BERLIN — Snowfall and icy temperatures greeted red carpet guests as the Berlin Film Festival kicked off on Thursday with Benoit Jacquot’s historical drama “Farewell, My Queen.”

Ever the comic, fest topper Dieter Kosslick opened the proceedings with a Statler and Waldorf-like skit high in the balcony of the Berlinale Palast theater bantering with show host Anke Engelke.

The festivities took on a sobering tone as German culture minister Bernd Neumann climbed the stage to make the point that “the Berlinale is more political than ever — characterized by upheaval and new beginnings.”

“Thanks to the many courageous filmmakers, activists and artists who have a forum this year at the Berlinale, extensive pictures will be seen of events in North Africa and other places suffering suppression, brutal violence, despotism and human rights abuses. Unfortunately we are currently seeing these images on a daily basis from Syria and all of our solidarity goes out to them.”

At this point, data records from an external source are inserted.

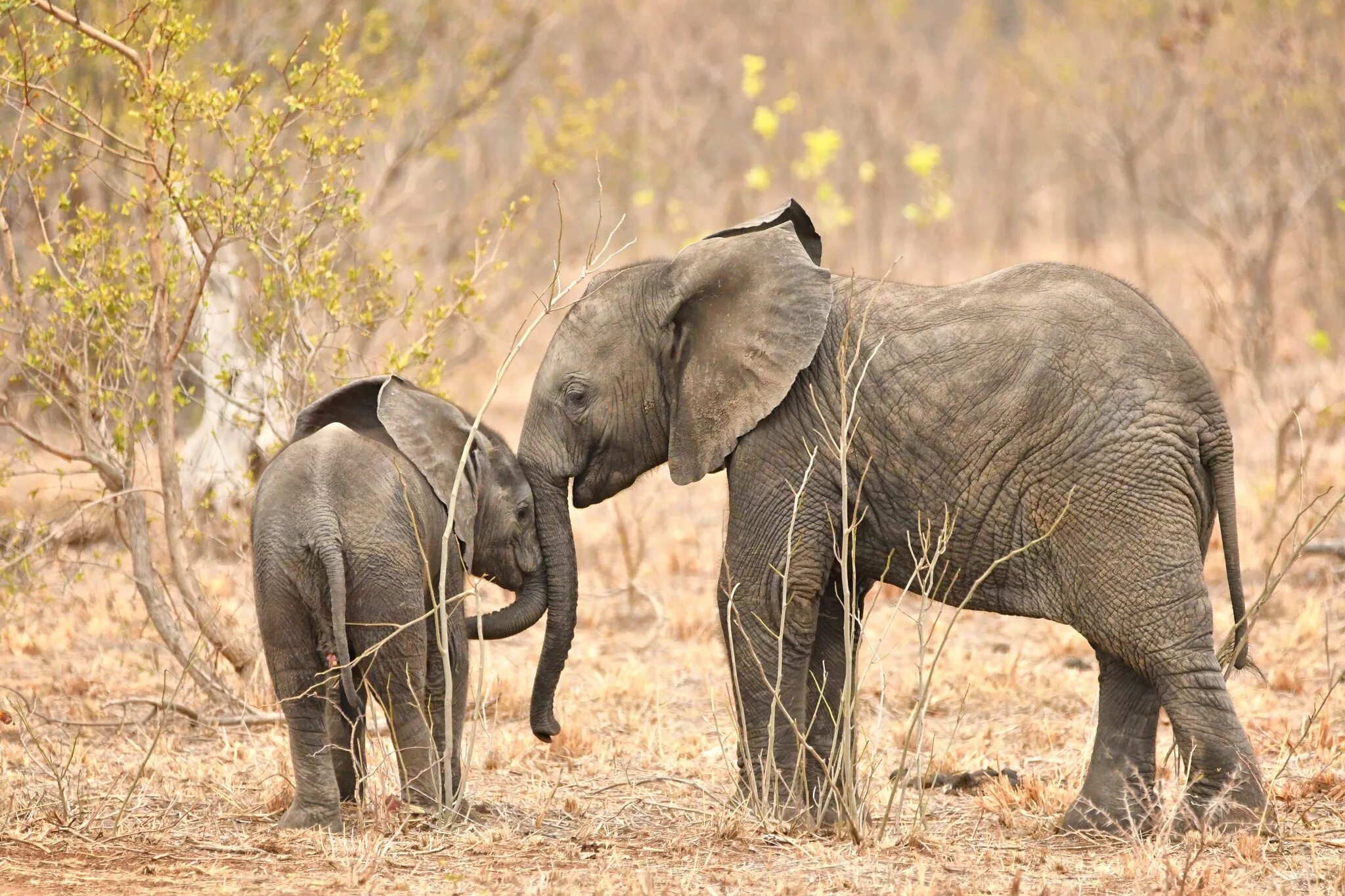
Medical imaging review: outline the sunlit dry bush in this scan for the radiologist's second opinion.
[0,0,1345,893]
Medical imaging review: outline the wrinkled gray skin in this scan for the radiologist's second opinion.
[252,377,546,830]
[519,202,1266,832]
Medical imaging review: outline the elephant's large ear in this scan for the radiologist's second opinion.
[378,376,481,567]
[667,199,833,485]
[289,376,387,442]
[706,199,822,265]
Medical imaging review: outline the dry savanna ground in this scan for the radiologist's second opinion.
[0,242,1345,893]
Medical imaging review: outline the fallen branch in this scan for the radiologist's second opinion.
[1304,542,1345,560]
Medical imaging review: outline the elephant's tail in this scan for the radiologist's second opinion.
[315,538,364,712]
[1201,423,1256,669]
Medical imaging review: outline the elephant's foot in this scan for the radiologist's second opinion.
[276,800,342,834]
[1173,779,1275,834]
[1060,794,1154,838]
[332,756,364,803]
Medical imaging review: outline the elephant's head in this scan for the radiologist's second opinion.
[293,376,546,638]
[519,200,833,740]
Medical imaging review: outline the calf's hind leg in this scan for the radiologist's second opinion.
[257,586,342,832]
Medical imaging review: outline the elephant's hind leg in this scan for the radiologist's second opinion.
[257,577,342,832]
[327,679,367,802]
[1154,637,1273,830]
[1060,650,1158,834]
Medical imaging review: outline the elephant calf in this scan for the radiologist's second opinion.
[252,376,546,830]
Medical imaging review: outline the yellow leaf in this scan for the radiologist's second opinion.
[752,106,780,140]
[905,140,943,177]
[742,54,765,99]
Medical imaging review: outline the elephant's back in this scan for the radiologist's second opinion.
[253,423,447,555]
[801,265,1227,608]
[823,263,1223,431]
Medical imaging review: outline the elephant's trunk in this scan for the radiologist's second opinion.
[467,566,546,641]
[521,467,579,743]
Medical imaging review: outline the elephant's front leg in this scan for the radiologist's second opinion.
[425,601,470,807]
[807,568,873,825]
[718,511,824,817]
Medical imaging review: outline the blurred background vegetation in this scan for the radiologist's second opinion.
[0,0,1345,692]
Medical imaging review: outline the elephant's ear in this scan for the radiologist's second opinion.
[666,199,833,485]
[378,376,481,567]
[289,376,387,442]
[706,199,822,265]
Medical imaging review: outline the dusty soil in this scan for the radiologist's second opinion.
[0,456,1345,893]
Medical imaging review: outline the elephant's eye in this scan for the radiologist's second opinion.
[565,383,588,408]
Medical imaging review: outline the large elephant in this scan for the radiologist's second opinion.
[519,200,1266,830]
[252,376,546,830]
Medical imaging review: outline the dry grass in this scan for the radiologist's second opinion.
[8,235,1345,895]
[0,461,1345,893]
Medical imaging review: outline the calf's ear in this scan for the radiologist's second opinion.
[378,376,483,570]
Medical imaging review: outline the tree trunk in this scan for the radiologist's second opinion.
[145,159,258,684]
[180,242,267,512]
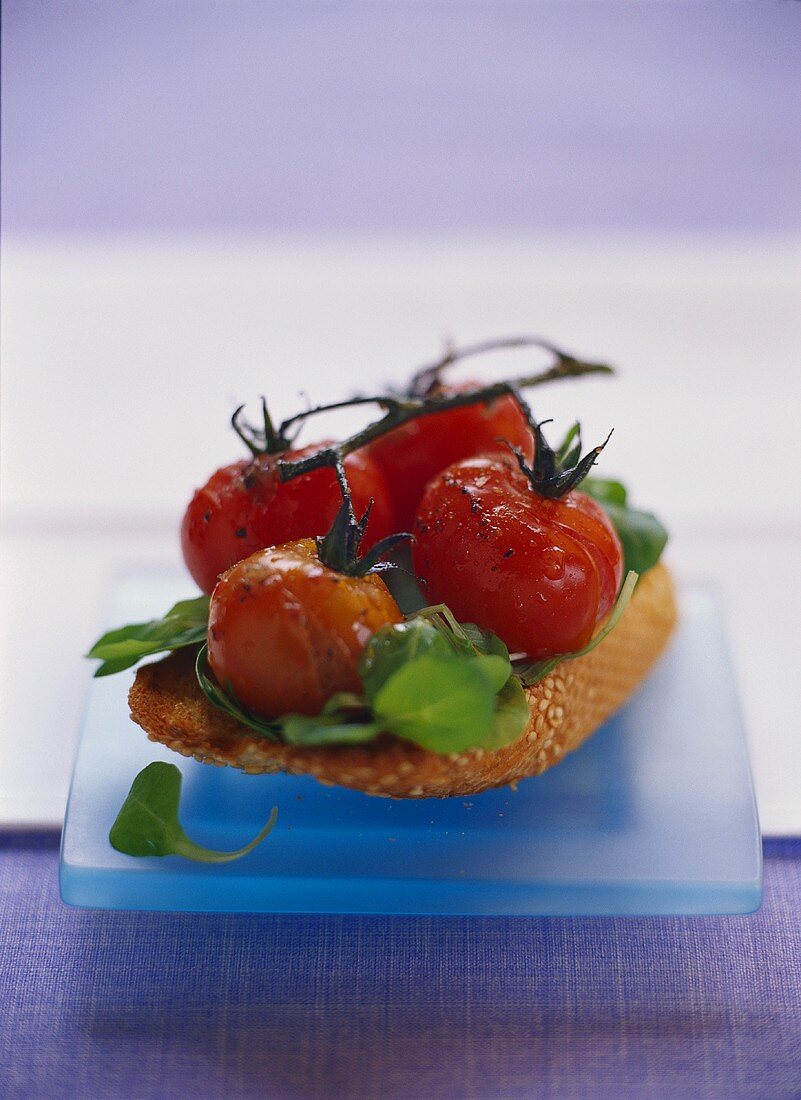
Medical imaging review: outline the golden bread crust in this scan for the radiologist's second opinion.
[129,564,677,799]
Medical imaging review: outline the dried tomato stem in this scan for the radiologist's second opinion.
[278,359,612,482]
[407,337,611,398]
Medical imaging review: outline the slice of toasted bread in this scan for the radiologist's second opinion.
[129,565,677,799]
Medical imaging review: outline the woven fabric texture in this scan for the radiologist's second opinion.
[0,836,801,1100]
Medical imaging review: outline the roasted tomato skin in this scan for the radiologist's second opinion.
[366,382,534,531]
[413,455,623,660]
[180,443,396,593]
[208,539,403,718]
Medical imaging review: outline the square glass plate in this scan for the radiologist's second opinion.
[61,576,761,916]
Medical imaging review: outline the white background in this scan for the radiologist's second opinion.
[0,234,801,833]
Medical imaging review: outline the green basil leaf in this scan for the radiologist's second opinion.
[359,618,453,699]
[581,477,628,504]
[86,596,209,677]
[460,623,509,661]
[481,677,530,750]
[468,653,512,695]
[373,653,495,752]
[281,714,381,746]
[604,504,668,573]
[581,477,668,574]
[109,761,278,864]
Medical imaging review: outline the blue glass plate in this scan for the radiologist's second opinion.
[61,578,761,915]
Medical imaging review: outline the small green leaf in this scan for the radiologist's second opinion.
[581,477,668,574]
[481,677,530,750]
[581,477,628,504]
[604,504,668,573]
[459,623,509,661]
[373,653,495,752]
[86,596,209,677]
[359,618,453,699]
[282,714,381,746]
[468,653,512,695]
[109,761,278,864]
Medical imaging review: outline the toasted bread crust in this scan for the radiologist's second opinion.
[129,564,677,799]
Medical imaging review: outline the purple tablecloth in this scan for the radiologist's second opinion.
[0,834,801,1098]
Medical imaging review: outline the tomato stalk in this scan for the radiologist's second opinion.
[231,397,297,459]
[278,352,612,482]
[406,337,612,399]
[509,415,614,501]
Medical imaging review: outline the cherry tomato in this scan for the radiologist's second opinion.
[208,539,403,718]
[367,382,534,531]
[413,455,623,659]
[180,443,397,592]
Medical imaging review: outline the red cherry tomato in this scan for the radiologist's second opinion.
[208,539,403,718]
[180,443,397,592]
[367,382,534,531]
[413,457,623,659]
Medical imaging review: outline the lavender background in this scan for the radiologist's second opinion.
[2,0,801,232]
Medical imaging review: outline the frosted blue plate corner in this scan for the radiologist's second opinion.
[59,576,761,916]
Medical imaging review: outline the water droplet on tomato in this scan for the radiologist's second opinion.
[542,547,564,581]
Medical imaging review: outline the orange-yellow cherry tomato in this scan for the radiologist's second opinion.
[208,539,403,718]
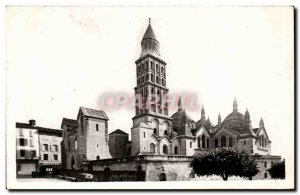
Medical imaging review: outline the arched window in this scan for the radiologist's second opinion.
[221,135,226,148]
[74,138,77,150]
[202,135,205,149]
[174,146,178,154]
[159,173,167,181]
[215,139,219,148]
[71,156,75,169]
[206,138,209,149]
[153,120,159,136]
[163,144,168,154]
[150,143,155,154]
[229,137,233,147]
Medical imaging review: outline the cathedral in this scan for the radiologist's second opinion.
[131,21,271,156]
[62,19,281,181]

Neumann pointed out that it was one year ago during the Berlinale that protesters in Egypt drove Hosni Mubarak from power in Egypt but that people, particularly artists, continued to suffer under oppressive regimes in countries such as Iran and China.

“It’s therefore important that at the Berlinale, the festival with the biggest audience in the world, flags are waved for human rights and the freedom of art. Because democracy needs culture and culture needs freedom.”

Well in tune with the fest’s political message, “Farewell, My Queen,” which stars Diane Kruger and Lea Seydoux, draws parallels to the present day as it chronicles the first days of the French Revolution from the perspective of the servants at Versailles.

The themes of freedom and power are also explored in many of the films unspooling over the next 10 days in the Competition section, including Paolo and Vittorio Taviani’s documentary “Caesar Must Die,” about prisoners who stage a theatrical performance of Shakespeare’s “Julius Caesar”; Declan Donnellan and Nick Ormerod’s “Bel Ami,” starring Robert Pattinson and Uma Thurman; Christian Petzold’s “Barbara,” about an East German doctor who is harshly reprimanded for wanting to leave the GDR; and Nikolaj Arcel’s “A Royal Affair,” about an 18th-century physician who uses his proximity to the Danish throne to alter the political landscape.

The themes are also evident in Brillante Mendoza’s “Captive,” about a group of tourists and missionaries taken hostage by Philippine terrorists, and Frederic Videau’s kidnapping drama “Coming Home.”

Watching the 18 films that are vying for the Golden Bear this year will be the international jury presided over by Mike Leigh. Members include Anton Corbijn, Charlotte Gainsbourg, Jake Gyllenhaal, Francois Ozon, Algerian author Boualem Sansal, German actress Barbara Sukowa and Iranian helmer Asghar Farhadi, whose Oscar-nominated “A Separation” won the Berlinale’s Golden Bear last year.

“The trip started here,” Farhadi said. “And maybe I’ll be here again with my next movie.”